Without computing every permutation until $permutation_index ?

I heard something about factoradic permutations, but every implementation i've found gives as result a permutation with the same size of V, which is not my case.

Thanks.

Answer 1

As stated by RickyBobby, when considering the lexicographical order of permutations, you should use the factorial decomposition at your advantage.

From a practical point of view, this is how I see it:

• Perform a sort of Euclidian division, except you do it with factorial numbers, starting with (n-1)!, (n-2)!, and so on.
• Keep the quotients in an array. The i-th quotient should be a number between 0 and n-i-1 inclusive, where i goes from 0 to n-1.
• This array is your permutation. The problem is that each quotient does not care for previous values, so you need to adjust them. More explicitly, you need to increment every value as many times as there are previous values that are lower or equal.
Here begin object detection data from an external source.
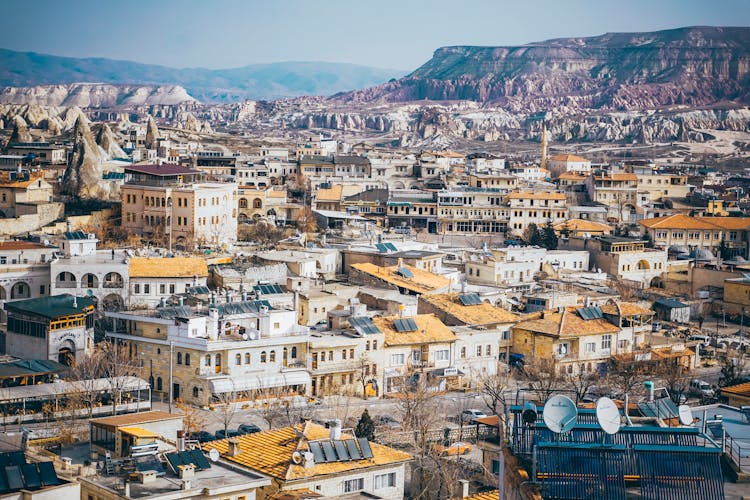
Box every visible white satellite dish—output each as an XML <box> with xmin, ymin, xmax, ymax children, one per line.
<box><xmin>596</xmin><ymin>397</ymin><xmax>620</xmax><ymax>434</ymax></box>
<box><xmin>677</xmin><ymin>405</ymin><xmax>693</xmax><ymax>425</ymax></box>
<box><xmin>542</xmin><ymin>394</ymin><xmax>578</xmax><ymax>434</ymax></box>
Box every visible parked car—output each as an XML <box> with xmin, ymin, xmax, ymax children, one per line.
<box><xmin>690</xmin><ymin>379</ymin><xmax>714</xmax><ymax>398</ymax></box>
<box><xmin>242</xmin><ymin>424</ymin><xmax>261</xmax><ymax>434</ymax></box>
<box><xmin>461</xmin><ymin>408</ymin><xmax>487</xmax><ymax>424</ymax></box>
<box><xmin>187</xmin><ymin>431</ymin><xmax>216</xmax><ymax>443</ymax></box>
<box><xmin>216</xmin><ymin>429</ymin><xmax>240</xmax><ymax>439</ymax></box>
<box><xmin>432</xmin><ymin>441</ymin><xmax>474</xmax><ymax>457</ymax></box>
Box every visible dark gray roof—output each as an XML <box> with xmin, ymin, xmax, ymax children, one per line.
<box><xmin>5</xmin><ymin>293</ymin><xmax>95</xmax><ymax>319</ymax></box>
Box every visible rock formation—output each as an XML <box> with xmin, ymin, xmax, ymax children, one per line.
<box><xmin>61</xmin><ymin>117</ymin><xmax>110</xmax><ymax>200</ymax></box>
<box><xmin>145</xmin><ymin>115</ymin><xmax>159</xmax><ymax>149</ymax></box>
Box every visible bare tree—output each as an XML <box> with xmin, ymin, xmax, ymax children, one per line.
<box><xmin>523</xmin><ymin>358</ymin><xmax>565</xmax><ymax>402</ymax></box>
<box><xmin>565</xmin><ymin>363</ymin><xmax>602</xmax><ymax>401</ymax></box>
The following C code should give you an idea of how this works (n is the number of entries, and i is the index of the permutation):

void ithPermutation(const int n, int i)
{
   int j, k = 0;
   int *fact = (int *)calloc(n, sizeof(int));
   int *perm = (int *)calloc(n, sizeof(int));

   // compute factorial numbers
   fact[k] = 1;
   while (++k < n)
      fact[k] = fact[k - 1] * k;

   // compute factorial code
   for (k = 0; k < n; ++k)
   {
      perm[k] = i / fact[n - 1 - k];
      i = i % fact[n - 1 - k];
   }

   // readjust values to obtain the permutation
   // start from the end and check if preceding values are lower
   for (k = n - 1; k > 0; --k)
      for (j = k - 1; j >= 0; --j)
         if (perm[j] <= perm[k])
            perm[k]++;

   // print permutation
   for (k = 0; k < n; ++k)
      printf("%d ", perm[k]);
   printf("\n");

   free(fact);
   free(perm);
}

For example, ithPermutation(10, 3628799) prints, as expected, the last permutation of ten elements:

9 8 7 6 5 4 3 2 1 0

Answer 2

It depends on the way you "sort" your permutations (lexicographic order for example).
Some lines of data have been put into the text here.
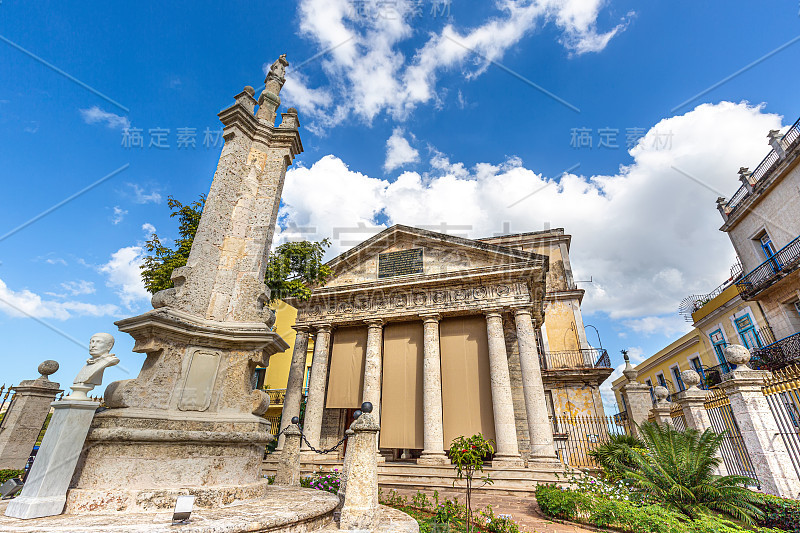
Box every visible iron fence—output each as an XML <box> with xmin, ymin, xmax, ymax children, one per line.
<box><xmin>669</xmin><ymin>403</ymin><xmax>686</xmax><ymax>431</ymax></box>
<box><xmin>539</xmin><ymin>348</ymin><xmax>611</xmax><ymax>370</ymax></box>
<box><xmin>751</xmin><ymin>332</ymin><xmax>800</xmax><ymax>372</ymax></box>
<box><xmin>550</xmin><ymin>416</ymin><xmax>631</xmax><ymax>468</ymax></box>
<box><xmin>761</xmin><ymin>365</ymin><xmax>800</xmax><ymax>476</ymax></box>
<box><xmin>736</xmin><ymin>236</ymin><xmax>800</xmax><ymax>300</ymax></box>
<box><xmin>705</xmin><ymin>389</ymin><xmax>760</xmax><ymax>485</ymax></box>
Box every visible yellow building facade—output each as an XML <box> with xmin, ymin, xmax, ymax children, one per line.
<box><xmin>612</xmin><ymin>281</ymin><xmax>772</xmax><ymax>411</ymax></box>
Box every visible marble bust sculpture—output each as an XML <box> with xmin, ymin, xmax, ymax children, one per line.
<box><xmin>65</xmin><ymin>333</ymin><xmax>119</xmax><ymax>400</ymax></box>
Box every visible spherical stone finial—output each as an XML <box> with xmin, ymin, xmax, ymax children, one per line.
<box><xmin>653</xmin><ymin>385</ymin><xmax>669</xmax><ymax>403</ymax></box>
<box><xmin>681</xmin><ymin>368</ymin><xmax>700</xmax><ymax>389</ymax></box>
<box><xmin>37</xmin><ymin>359</ymin><xmax>58</xmax><ymax>378</ymax></box>
<box><xmin>722</xmin><ymin>344</ymin><xmax>751</xmax><ymax>366</ymax></box>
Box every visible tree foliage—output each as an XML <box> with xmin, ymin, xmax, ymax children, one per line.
<box><xmin>625</xmin><ymin>422</ymin><xmax>762</xmax><ymax>524</ymax></box>
<box><xmin>141</xmin><ymin>195</ymin><xmax>331</xmax><ymax>302</ymax></box>
<box><xmin>141</xmin><ymin>195</ymin><xmax>206</xmax><ymax>294</ymax></box>
<box><xmin>447</xmin><ymin>433</ymin><xmax>494</xmax><ymax>532</ymax></box>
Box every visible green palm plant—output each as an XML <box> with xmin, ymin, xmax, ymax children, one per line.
<box><xmin>625</xmin><ymin>422</ymin><xmax>763</xmax><ymax>524</ymax></box>
<box><xmin>589</xmin><ymin>434</ymin><xmax>647</xmax><ymax>481</ymax></box>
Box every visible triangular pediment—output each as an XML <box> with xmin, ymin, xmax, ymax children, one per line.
<box><xmin>325</xmin><ymin>224</ymin><xmax>547</xmax><ymax>288</ymax></box>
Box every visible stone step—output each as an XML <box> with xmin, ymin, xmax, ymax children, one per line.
<box><xmin>263</xmin><ymin>458</ymin><xmax>563</xmax><ymax>495</ymax></box>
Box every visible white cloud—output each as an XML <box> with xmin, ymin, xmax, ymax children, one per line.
<box><xmin>80</xmin><ymin>106</ymin><xmax>131</xmax><ymax>130</ymax></box>
<box><xmin>383</xmin><ymin>128</ymin><xmax>419</xmax><ymax>172</ymax></box>
<box><xmin>282</xmin><ymin>0</ymin><xmax>630</xmax><ymax>132</ymax></box>
<box><xmin>127</xmin><ymin>183</ymin><xmax>162</xmax><ymax>204</ymax></box>
<box><xmin>280</xmin><ymin>102</ymin><xmax>781</xmax><ymax>328</ymax></box>
<box><xmin>61</xmin><ymin>279</ymin><xmax>95</xmax><ymax>296</ymax></box>
<box><xmin>98</xmin><ymin>246</ymin><xmax>151</xmax><ymax>309</ymax></box>
<box><xmin>111</xmin><ymin>205</ymin><xmax>128</xmax><ymax>226</ymax></box>
<box><xmin>0</xmin><ymin>279</ymin><xmax>119</xmax><ymax>320</ymax></box>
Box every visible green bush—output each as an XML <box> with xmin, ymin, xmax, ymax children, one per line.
<box><xmin>758</xmin><ymin>495</ymin><xmax>800</xmax><ymax>533</ymax></box>
<box><xmin>0</xmin><ymin>470</ymin><xmax>25</xmax><ymax>483</ymax></box>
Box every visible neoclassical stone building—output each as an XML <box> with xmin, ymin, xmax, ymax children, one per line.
<box><xmin>281</xmin><ymin>225</ymin><xmax>612</xmax><ymax>468</ymax></box>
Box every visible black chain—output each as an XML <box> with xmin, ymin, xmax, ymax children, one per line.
<box><xmin>300</xmin><ymin>428</ymin><xmax>349</xmax><ymax>455</ymax></box>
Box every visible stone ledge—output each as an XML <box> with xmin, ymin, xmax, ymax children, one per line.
<box><xmin>0</xmin><ymin>486</ymin><xmax>338</xmax><ymax>533</ymax></box>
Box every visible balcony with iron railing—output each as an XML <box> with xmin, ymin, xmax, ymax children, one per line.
<box><xmin>718</xmin><ymin>115</ymin><xmax>800</xmax><ymax>220</ymax></box>
<box><xmin>539</xmin><ymin>348</ymin><xmax>611</xmax><ymax>370</ymax></box>
<box><xmin>736</xmin><ymin>236</ymin><xmax>800</xmax><ymax>300</ymax></box>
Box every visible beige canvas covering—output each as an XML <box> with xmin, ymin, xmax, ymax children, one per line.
<box><xmin>439</xmin><ymin>316</ymin><xmax>494</xmax><ymax>449</ymax></box>
<box><xmin>380</xmin><ymin>321</ymin><xmax>423</xmax><ymax>449</ymax></box>
<box><xmin>325</xmin><ymin>326</ymin><xmax>367</xmax><ymax>409</ymax></box>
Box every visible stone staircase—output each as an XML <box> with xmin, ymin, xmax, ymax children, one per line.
<box><xmin>262</xmin><ymin>455</ymin><xmax>559</xmax><ymax>496</ymax></box>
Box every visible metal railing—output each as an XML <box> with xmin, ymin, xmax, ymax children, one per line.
<box><xmin>751</xmin><ymin>332</ymin><xmax>800</xmax><ymax>371</ymax></box>
<box><xmin>761</xmin><ymin>365</ymin><xmax>800</xmax><ymax>476</ymax></box>
<box><xmin>550</xmin><ymin>416</ymin><xmax>631</xmax><ymax>468</ymax></box>
<box><xmin>705</xmin><ymin>389</ymin><xmax>760</xmax><ymax>485</ymax></box>
<box><xmin>736</xmin><ymin>236</ymin><xmax>800</xmax><ymax>300</ymax></box>
<box><xmin>539</xmin><ymin>348</ymin><xmax>611</xmax><ymax>370</ymax></box>
<box><xmin>724</xmin><ymin>119</ymin><xmax>800</xmax><ymax>216</ymax></box>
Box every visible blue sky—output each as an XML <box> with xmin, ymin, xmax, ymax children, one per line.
<box><xmin>0</xmin><ymin>0</ymin><xmax>800</xmax><ymax>408</ymax></box>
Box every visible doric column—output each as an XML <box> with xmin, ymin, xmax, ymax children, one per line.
<box><xmin>486</xmin><ymin>310</ymin><xmax>523</xmax><ymax>466</ymax></box>
<box><xmin>303</xmin><ymin>324</ymin><xmax>332</xmax><ymax>450</ymax></box>
<box><xmin>277</xmin><ymin>326</ymin><xmax>309</xmax><ymax>450</ymax></box>
<box><xmin>514</xmin><ymin>308</ymin><xmax>556</xmax><ymax>462</ymax></box>
<box><xmin>417</xmin><ymin>315</ymin><xmax>448</xmax><ymax>465</ymax></box>
<box><xmin>719</xmin><ymin>344</ymin><xmax>800</xmax><ymax>498</ymax></box>
<box><xmin>361</xmin><ymin>319</ymin><xmax>383</xmax><ymax>423</ymax></box>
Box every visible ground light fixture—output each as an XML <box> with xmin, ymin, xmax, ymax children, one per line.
<box><xmin>172</xmin><ymin>496</ymin><xmax>195</xmax><ymax>526</ymax></box>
One way to do it is the factorial number system, it gives you a bijection between [0 , n!] and all the permutations.

Then for any number i in [0,n!] you can compute the ith permutation without computing the others.

This factorial writing is based on the fact that any number between [ 0 and n!] can be written as :

SUM( ai.(i!) for i in range [0,n-1]) where ai <i 

(it's pretty similar to base decomposition)
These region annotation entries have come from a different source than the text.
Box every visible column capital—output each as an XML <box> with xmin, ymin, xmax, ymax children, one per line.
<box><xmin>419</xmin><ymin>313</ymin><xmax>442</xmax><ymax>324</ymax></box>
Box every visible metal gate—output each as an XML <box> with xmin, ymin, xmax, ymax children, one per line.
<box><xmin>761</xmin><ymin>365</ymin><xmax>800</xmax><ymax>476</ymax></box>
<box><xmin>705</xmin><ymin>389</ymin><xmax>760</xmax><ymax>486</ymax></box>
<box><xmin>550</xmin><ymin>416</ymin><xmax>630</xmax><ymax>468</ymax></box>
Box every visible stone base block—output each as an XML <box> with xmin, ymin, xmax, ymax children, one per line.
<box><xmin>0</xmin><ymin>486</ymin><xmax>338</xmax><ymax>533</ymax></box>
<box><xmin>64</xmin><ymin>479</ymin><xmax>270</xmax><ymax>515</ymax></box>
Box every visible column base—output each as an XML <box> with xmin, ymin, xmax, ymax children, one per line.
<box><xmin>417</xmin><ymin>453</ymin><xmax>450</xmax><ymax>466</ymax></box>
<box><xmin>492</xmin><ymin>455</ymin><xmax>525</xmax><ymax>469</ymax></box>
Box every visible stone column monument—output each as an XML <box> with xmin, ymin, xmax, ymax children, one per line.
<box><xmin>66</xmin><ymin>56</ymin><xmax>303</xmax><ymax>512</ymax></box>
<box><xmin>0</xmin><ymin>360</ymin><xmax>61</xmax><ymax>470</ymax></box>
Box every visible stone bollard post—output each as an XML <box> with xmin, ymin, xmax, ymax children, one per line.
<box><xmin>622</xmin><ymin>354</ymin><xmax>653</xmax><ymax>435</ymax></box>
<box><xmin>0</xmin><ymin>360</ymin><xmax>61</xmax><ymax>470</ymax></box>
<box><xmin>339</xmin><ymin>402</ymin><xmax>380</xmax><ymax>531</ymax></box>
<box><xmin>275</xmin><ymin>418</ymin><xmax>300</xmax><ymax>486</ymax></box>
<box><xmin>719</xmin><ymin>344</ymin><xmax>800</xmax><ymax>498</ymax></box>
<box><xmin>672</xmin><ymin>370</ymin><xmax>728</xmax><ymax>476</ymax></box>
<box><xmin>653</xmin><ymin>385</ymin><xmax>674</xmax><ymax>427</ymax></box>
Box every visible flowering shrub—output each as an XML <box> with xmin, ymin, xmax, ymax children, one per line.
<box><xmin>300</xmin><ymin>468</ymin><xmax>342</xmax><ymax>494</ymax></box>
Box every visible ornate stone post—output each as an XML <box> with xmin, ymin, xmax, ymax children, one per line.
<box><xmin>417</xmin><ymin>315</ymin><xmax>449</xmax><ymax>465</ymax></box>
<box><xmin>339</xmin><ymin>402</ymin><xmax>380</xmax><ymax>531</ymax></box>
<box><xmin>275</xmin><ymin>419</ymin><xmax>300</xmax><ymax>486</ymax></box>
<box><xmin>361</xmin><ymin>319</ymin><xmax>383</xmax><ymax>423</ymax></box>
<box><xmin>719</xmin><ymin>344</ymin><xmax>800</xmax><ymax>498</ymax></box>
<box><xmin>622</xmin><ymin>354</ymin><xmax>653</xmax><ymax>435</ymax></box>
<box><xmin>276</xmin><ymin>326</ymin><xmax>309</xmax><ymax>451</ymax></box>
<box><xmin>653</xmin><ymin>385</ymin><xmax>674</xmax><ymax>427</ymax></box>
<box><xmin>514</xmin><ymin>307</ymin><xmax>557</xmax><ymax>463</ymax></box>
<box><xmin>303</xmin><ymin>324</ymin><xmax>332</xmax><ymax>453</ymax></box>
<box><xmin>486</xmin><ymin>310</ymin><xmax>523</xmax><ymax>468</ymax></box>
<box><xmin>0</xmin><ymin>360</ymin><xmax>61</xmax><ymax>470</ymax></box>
for more information on this decomposition, have a look at this thread : http://math.stackexchange.com/questions/53262/factorial-decomposition-of-integers

hope it helps

---

As stated on this wikipedia article this approach is equivalent to computing the lehmer code :

An obvious way to generate permutations of n is to generate values for the Lehmer code (possibly using the factorial number system representation of integers up to n!), and convert those into the corresponding permutations. However the latter step, while straightforward, is hard to implement efficiently, because it requires n operations each of selection from a sequence and deletion from it, at an arbitrary position; of the obvious representations of the sequence as an array or a linked list, both require (for different reasons) about n2/4 operations to perform the conversion. With n likely to be rather small (especially if generation of all permutations is needed) that is not too much of a problem, but it turns out that both for random and for systematic generation there are simple alternatives that do considerably better. For this reason it does not seem useful, although certainly possible, to employ a special data structure that would allow performing the conversion from Lehmer code to permutation in O(n log n) time.

So the best you can do for a set of n element is O(n ln(n)) with an adapted data structure.

Answer 3

If you store all the permutations in memory, for example in an array, you should be able to bring them back out one at a time in O(1) time.

This does mean you have to store all the permutations, so if computing all permutations takes a prohibitively long time, or storing them takes a prohibitively large space then this may not be a solution.

My suggestion would be to try it anyway, and come back if it is too big/slow - there's no point looking for a "clever" solution if a naive one will do the job.